– Вы здесь не проедете.
– Офицер, у меня в машине двое маленьких детей, мне необходимо проехать.
– Вам куда?
– Нам домой.
– В каком районе дом?
– В центре.
– Точно не проедете. Президент…
– Ну и что, теперь из-за вашего президента дети должны до вечера в машине сидеть?
– Перекрыто все направление.
– Надолго?
– Не знаю.
В этот момент наступает стадия, когда я могу сказать что угодно кому угодно. Подобная кондиция в свое время была неоднократно апробирована мной на людях различной степени высокопоставленности, и, поверьте, ничего хорошего она мне не принесла.
– Честно, – вдруг очень спокойно и как-то человечно добавляет милиционер, и моя ненависть к нему тотчас гаснет. Уж чьей-чьей, а его вины во всем этом кошмаре точно нет. Поэтому я выразительно артикулирую фразу «Как же ОН заебал!», включаю сигнал поворота и начинаю разворачиваться. Милиционер, уловив суть моей беззвучной тирады, улыбается и едва заметно одобрительно кивает головой. Я киваю ему в ответ.
Тем временем, ехать по-прежнему некуда. Мама заметно переживает, сестра нервничает, племянница попугайничает, выкрикивая вслед за мной «ну это вааасе капец». Мы вообще с ней очень похожи, говорят. Сын воспитанно, по-взрослому терпит, хотя заметно: сказать ему тоже есть что .
Еще через полчаса бесконечных виражей мне наконец удается припарковать автомобиль в районе железнодорожной эстакады, мы выгружаемся и идем в ближайшее кафе, потому что все устали, всем нужно в туалет, и все хотят есть. Летняя площадка перед входом забита счастливыми и, большей частью, пьяными людьми. Внезапно возникает жесточайшее желание как можно быстрее достичь их состояния и забить на все. Нет, не вариант.

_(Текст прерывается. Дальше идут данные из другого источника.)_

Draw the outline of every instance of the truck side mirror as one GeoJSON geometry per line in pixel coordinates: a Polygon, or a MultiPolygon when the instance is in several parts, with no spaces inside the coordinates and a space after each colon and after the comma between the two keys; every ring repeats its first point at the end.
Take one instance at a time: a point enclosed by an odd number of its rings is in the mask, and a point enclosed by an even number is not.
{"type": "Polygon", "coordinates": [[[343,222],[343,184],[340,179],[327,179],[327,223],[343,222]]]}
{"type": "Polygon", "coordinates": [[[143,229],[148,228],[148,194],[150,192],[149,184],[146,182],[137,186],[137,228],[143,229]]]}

Мы входим в кафе, присаживаемся за столик и, учитывая, что это заведение нам не знакомо, делаем осторожный заказ – бульон и овощные салаты. Пока еда готовится, по очереди звоним отцу, смеясь, рассказываем о наших злоключениях, подбадриваем. Говорит, ему лучше.
Спустя час сестра выглядывает на улицу и сообщает, что движение, вроде бы, открыли. Двадцать минут, и мы, скользя по уложенной в ночь перед визитом «потемкинской» дороге, приезжаем домой. Мама гремит посудой с «нормальной» – домашней – едой, сестра укладывает бушующую племянницу, сын терзает скейт. А я прямо сейчас собираюсь сказать вам очень важную вещь.

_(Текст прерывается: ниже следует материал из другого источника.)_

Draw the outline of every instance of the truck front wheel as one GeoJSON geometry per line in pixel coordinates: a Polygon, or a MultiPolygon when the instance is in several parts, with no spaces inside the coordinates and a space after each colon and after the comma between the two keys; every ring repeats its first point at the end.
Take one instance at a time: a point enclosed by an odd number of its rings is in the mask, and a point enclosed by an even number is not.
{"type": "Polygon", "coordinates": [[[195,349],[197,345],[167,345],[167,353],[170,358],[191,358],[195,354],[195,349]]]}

Так вот, все мы (я имею в виду членов своей семьи) – очень непростые люди, и отношения между нами зачастую складываются тоже непростые. Бывает, не понимаем друг друга, бывает, шумим, ссоримся. Всякое бывает, чего греха таить. Однако сегодня, сидя за столом в затрапезном кафе, каждый из нас, как мне кажется, заново переосмыслил смысл понятия «семья».
Дело в том, что семья – это не просто коллектив людей с общим генотипом, фамилией и правом наследования нажитого. Это не совместные ужины, подарки и общий бизнес. Это даже не бездонная золотая мошна, охраняемая личной армией и полицией.
Семья – это не столько способность безмятежно жить вместе, сколько умение вместе переживать. Переживать и идти дальше. Это и есть главная семейная ценность.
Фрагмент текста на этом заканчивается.